Blue Origin’s Big Implications
Commercial spaceflight companies have been engaging in a quietly competitive race, with each careful not to give away too much, while working to gain mindshare despite the public’s loss of passion for space exploration following the Apollo missions.
Tesla Motor CEO Elon Musk’s SpaceX and others have been pursuing reusability aggressively, believing that it is one of the “most game-changing technology developments available in the immediate future,” said Dale Ketcham, chief of strategic alliances at Space Florida.
“The deployment of that capability into the marketplace will provide a competitive cost advantage to commercial launch providers that will be unrivaled,” he told TechNewsWorld.
While the rules and dynamics of this current competition are different, the space program began as a race between the U.S. and the Soviet Union, said Ketcham. The Soviet Union jumped ahead of the U.S. by being the first to put a satellite into orbit — Sputnik — and then by sending the first human into space, he noted.
“We ended up winning the big prize, with Neal Armstrong’s footprints on the moon, but it was the race that drove the accomplishments which we all remember and continue to benefit from,” Ketcham said.
What’s exciting now is that two of America’s most successful entrepreneurs have been engaged in a highly competitive race to dominate the market for commercial space, said Ketcham.
“Both of these initiatives are occurring without government money or even government customers,” he said. “This is the private marketplace doing what it does best, and America will be the better for it. This commercial race can again inspire and excite the American public.”
Despite the likes of Bezos and Musk replacing the U.S. government’s long-term leadership, public interest in this latest race for space “seems notably lacking” when compared to engagement with the early days of space exploration, observed Charles King, principal analyst at Pund-IT.
“It’s hard to say why that’s the case, though the current attitude of U.S. society toward science seems stuck between profound ignorance and deep cynicism,” he told TechNewsWorld. “If competition between Bezos and Musk can somehow reverse or repair that situation, then more power to them.”

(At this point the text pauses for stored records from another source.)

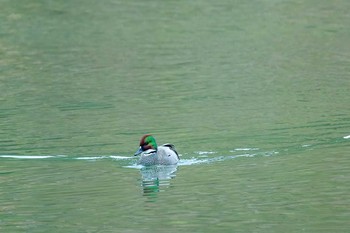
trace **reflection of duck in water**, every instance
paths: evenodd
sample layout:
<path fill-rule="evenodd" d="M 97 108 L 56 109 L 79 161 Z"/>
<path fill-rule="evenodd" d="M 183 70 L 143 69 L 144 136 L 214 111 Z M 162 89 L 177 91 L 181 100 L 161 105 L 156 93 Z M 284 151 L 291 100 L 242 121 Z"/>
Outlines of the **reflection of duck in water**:
<path fill-rule="evenodd" d="M 170 180 L 176 176 L 177 165 L 148 166 L 141 168 L 143 194 L 156 197 L 158 192 L 169 187 Z"/>
<path fill-rule="evenodd" d="M 144 135 L 140 140 L 140 148 L 134 154 L 141 157 L 138 164 L 144 166 L 150 165 L 175 165 L 180 157 L 173 144 L 164 144 L 158 146 L 154 137 L 150 134 Z"/>

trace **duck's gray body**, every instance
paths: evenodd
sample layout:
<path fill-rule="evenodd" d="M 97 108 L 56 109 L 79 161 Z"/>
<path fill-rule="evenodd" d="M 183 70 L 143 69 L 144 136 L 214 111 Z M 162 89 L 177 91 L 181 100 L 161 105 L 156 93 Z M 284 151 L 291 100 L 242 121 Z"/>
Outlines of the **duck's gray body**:
<path fill-rule="evenodd" d="M 157 150 L 149 149 L 141 153 L 138 164 L 144 166 L 151 165 L 175 165 L 180 160 L 174 145 L 164 144 L 158 146 Z"/>

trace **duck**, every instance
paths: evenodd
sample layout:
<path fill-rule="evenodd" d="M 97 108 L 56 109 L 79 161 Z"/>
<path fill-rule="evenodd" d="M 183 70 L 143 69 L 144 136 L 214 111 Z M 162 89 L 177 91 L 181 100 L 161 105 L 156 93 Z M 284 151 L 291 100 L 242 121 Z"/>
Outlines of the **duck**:
<path fill-rule="evenodd" d="M 157 145 L 156 139 L 151 134 L 145 134 L 140 140 L 140 147 L 134 156 L 140 155 L 138 164 L 152 165 L 176 165 L 179 160 L 175 146 L 170 143 Z"/>

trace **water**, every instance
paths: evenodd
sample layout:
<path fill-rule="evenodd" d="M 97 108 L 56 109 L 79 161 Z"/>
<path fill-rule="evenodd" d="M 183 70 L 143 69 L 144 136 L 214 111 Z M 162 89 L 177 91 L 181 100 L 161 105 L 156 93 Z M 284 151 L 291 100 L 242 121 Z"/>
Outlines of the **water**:
<path fill-rule="evenodd" d="M 0 4 L 1 232 L 348 231 L 348 1 Z"/>

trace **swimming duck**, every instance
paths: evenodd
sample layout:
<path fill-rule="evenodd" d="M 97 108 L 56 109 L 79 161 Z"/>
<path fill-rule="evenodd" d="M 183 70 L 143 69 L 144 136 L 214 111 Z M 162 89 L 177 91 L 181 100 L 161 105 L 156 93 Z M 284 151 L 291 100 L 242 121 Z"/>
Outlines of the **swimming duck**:
<path fill-rule="evenodd" d="M 138 164 L 144 166 L 175 165 L 180 160 L 179 154 L 173 144 L 167 143 L 157 146 L 156 139 L 150 134 L 142 136 L 140 148 L 134 155 L 139 154 L 141 154 L 141 157 Z"/>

While the public may be slow to show enthusiasm for the rapid rise of the commercial spaceflight industry, the accomplishments are no less profound. Blue Origin deserves kudos for being the first firm to perform a successful vertical takeoff and landing with a rocket, King said. “If the company can press ahead from this achievement into successful orbital travel and landing, it will be a huge leap forward for commercial space travel.”